Not really,,,I know there's claims oh higher out there. Just what I think I have gotten overall


----------



## mustangman02232 (Mar 21, 2011)

I run syn in the motor and duffs, it's usually recommended to stay with merc for the trans, especially in the torque shifts, an extra $15-20 bucks every other month isnt even a case of beer


----------



## 2COR517 (Oct 23, 2008)

A DIY oil change might cost an extra $40 to run full synthetic 5W-40 Rotella vs. Dino 15W-40


----------



## show-n-go (Feb 5, 2009)

I run Amsoil for every fluid in my 7.3 except coolant. When I made the switch it was close to $700 but I did some other things with it. I also run all amsoil in my boat which is a ton more money but it's got a pair of 525's in it so it holds oil more than my 7.3 does, In the boat i also use their drive oil and gear lube. It has made a big difference in the life of the parts but the upfront money is hard to swallow sometimes, it is still cheaper in the long run. My Ex with the 7.3 has 180k on it, i made the swith at about 130k, the fuel is a little better but the big difference was how smooth it shifts now after the switch


----------



## NICHOLS LANDSCA (Sep 15, 2007)

dieselss;1470087 said:


> Ive been running amsoil for years in all my engines. Yes the 16 qts is hard to swallow but imo its worth it. To get 12-15 thousand out of an oil is worth the expense. As far as mpgs,,,i would say at least 1-5 gain. But thats just a ruff guess, i dont remeber what my numbers were before the oil switch.

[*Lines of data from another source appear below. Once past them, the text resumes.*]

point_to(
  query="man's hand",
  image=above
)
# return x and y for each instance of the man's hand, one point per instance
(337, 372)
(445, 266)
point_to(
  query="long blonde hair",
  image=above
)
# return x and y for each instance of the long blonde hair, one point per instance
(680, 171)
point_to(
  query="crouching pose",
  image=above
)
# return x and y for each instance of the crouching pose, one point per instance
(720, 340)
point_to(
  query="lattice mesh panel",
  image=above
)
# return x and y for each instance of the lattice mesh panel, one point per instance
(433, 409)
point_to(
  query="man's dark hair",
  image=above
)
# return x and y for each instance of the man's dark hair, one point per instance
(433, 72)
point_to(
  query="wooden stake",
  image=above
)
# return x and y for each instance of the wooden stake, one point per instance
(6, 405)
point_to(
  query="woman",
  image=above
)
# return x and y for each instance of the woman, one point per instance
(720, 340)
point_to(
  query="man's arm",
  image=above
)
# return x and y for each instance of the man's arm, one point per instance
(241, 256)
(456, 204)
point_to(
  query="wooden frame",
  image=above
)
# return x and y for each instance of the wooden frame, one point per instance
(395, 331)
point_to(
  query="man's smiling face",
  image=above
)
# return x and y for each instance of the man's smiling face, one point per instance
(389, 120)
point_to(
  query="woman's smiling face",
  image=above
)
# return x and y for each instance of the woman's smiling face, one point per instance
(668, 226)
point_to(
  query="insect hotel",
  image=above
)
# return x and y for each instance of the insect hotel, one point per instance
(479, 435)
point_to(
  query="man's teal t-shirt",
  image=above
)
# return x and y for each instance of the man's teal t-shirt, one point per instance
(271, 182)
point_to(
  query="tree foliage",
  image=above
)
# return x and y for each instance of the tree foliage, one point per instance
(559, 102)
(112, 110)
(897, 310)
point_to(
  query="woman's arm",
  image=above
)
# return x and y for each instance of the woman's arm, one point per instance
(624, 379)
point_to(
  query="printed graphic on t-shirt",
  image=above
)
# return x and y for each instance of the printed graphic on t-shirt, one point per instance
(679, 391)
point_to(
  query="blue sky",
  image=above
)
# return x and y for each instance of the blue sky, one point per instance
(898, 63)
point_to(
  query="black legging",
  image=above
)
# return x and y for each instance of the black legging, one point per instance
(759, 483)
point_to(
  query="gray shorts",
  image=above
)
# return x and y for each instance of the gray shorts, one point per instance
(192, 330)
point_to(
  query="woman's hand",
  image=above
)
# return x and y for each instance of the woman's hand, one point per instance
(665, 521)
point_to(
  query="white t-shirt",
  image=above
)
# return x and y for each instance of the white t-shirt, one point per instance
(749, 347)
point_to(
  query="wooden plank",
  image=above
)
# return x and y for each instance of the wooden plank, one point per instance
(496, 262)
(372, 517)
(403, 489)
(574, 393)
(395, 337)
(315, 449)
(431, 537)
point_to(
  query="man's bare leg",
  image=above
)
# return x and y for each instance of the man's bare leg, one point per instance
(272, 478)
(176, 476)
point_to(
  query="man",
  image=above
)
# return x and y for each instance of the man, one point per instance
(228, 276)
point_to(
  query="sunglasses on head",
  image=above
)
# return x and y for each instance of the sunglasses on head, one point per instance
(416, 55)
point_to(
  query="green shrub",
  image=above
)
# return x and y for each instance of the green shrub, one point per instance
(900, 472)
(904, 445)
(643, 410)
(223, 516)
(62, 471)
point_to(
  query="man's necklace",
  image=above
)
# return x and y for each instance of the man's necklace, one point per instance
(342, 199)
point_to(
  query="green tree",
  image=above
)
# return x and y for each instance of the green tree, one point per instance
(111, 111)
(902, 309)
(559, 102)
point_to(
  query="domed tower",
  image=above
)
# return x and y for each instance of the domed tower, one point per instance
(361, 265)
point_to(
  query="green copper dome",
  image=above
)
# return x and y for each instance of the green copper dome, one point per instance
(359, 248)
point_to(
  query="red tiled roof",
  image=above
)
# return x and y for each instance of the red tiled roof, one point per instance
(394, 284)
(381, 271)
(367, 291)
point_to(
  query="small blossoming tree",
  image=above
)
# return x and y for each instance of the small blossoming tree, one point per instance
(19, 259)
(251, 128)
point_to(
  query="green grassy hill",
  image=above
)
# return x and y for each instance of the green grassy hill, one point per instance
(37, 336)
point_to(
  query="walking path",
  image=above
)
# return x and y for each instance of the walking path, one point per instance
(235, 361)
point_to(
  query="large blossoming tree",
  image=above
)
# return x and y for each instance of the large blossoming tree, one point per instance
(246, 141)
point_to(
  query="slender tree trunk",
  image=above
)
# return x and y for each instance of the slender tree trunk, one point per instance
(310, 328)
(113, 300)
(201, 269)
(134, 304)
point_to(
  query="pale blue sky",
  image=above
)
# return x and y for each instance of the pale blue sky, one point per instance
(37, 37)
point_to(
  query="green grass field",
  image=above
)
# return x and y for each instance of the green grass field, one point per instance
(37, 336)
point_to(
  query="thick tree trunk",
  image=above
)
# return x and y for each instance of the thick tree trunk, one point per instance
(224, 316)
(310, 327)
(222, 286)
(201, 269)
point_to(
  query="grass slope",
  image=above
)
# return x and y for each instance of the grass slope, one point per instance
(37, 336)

I've been running Amsoil since the 90's, I don't care what oil you run NOTHING will give you 5mpg:laughing: I've seen an average of about 1mpg when doing everything front to rear


----------



## Tbrothers (Dec 30, 2009)

I sell and use Amsoil in everything I own. with the newer Diesel you have to be careful with the emission crap. Everytime it goes through a regen cycle it washes the cylinders with fuel and also dilutes the oil. Now Amsoil doesn't recommend extended oil intervals with out doing oil samples. Great oil


----------



## Tbrothers (Dec 30, 2009)

just a little info on someone using amsoil if your spending more than $100 a year sign up as a preferred customer and then you get it a dealer cost.


----------



## tjctransport (Nov 22, 2008)

spamsoil is not worth the money it costs.
regular old motor oil does just as good.


----------



## Squires (Jan 9, 2009)

I havn't made the change to amsoil, but plan too.
Got a buddie at work signed up to be a dealer for the savings on fluids for his dirt track car.
Canadian Tire sells their Motorcycle oil for $22/L he can get it cost at $9.60/L
OE 5-30 for my truck, not sure the store price, but again at his cost, $5.05/L
10-40 for my Sea-doo $6.30/L 
I can't beat those prices for synthetic at any parts store in my area unless it happens to be going out of business at 50% off....
Once im out or warranty i think i might try a full swap to sunthetic and try my luck, already run it in the engine


----------